Great. That’s like one of my black friends saying, “Well… I guess you could somehow justify referring to that hairstyle as ‘niggery.’ “

I sighed. “Times really do change. It’s funny – it was only 35 years ago that Carly Simon was able to score a major hit with, ‘You’re So Gay.’ “

“I don’t think that’s right,” he said.

“Well, between thirty and forty years, anyway,” I said.

Honestly, I think it’s all kind of unfair. Homosexuals annexed that word without notice. Overnight, it went from referring to a state of happiness and joy to one of wanting to have sex with dudes. Like, Liberace was always so bubbly and happy. In days past, you could have said he was gay. But then all of that changed.

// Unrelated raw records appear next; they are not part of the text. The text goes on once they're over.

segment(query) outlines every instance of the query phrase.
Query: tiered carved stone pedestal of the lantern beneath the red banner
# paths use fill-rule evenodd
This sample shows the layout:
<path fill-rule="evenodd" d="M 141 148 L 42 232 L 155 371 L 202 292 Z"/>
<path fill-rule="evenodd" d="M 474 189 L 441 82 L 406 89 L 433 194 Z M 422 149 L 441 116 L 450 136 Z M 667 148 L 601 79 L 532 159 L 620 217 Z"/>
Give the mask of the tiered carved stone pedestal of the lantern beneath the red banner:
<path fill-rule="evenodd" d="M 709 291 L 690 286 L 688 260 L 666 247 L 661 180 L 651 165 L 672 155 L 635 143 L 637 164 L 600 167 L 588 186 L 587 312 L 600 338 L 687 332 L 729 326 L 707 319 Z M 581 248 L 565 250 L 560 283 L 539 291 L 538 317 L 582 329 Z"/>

And all of this at the gayest time of year. Revelers are gay. Tidings are gay. Hell, it’s December 6th, so thirty or forty years back, this was all one big gay season. “How are you today, Ted?” a man would ask his neighbor. “Very gay, thank you!” the other would reply. “I’ve never been so gay, in fact! And you, Roger – you’re also looking mightily gay. How’s the family? Gay, I imagine?”

funny blogAs for us, we put up our Christmas tree today. While we were doing it, I made a point to think about how gay it was. I figured Nick wouldn’t mind. The true holiday spirit is one of universal gayness. This is the time of year that we can all be gay together as a people. We decorated; we hung tinsel; we listened to old music. If we wanted, we could even have roasted nuts over the fire.

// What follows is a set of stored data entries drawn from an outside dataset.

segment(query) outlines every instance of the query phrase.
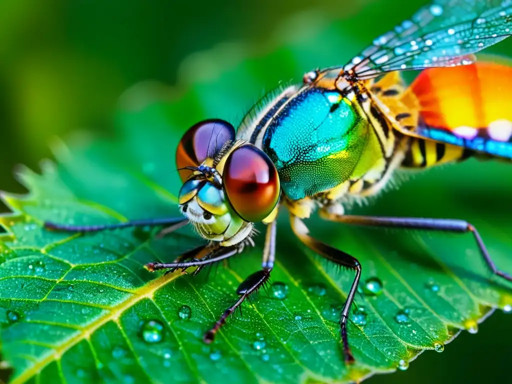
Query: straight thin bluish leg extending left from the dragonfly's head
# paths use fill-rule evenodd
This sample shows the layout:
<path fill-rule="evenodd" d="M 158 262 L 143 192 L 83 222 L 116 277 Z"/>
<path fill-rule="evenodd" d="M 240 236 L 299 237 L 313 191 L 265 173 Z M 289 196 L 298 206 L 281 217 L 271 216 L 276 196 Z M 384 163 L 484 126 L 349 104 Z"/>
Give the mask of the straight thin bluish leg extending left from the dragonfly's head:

I’m working on making peace with all of it. And Nick? He’s happy I’m trying.

“You should be my ambassador to the gay community,” I told him in the spirit of the gay holiday. “You know, help me sell some of my books across the rainbow border.”

“The cover art may need to change if you want me to do that,” he said, having seen the dog I placed on the cover of May Contain Nuts. “As it stands, your title implies an expectation that the book does not meet.”

I thought that was a funny thing to say, so I laughed and reveled in my holiday spirit of infinite gayness toward all mankind. I guess I can live without saying “that’s gay,” though I will indeed miss it. Perhaps I can find something less offensive, more universal.

But really, when you think about it, the whole situation is pretty retarded.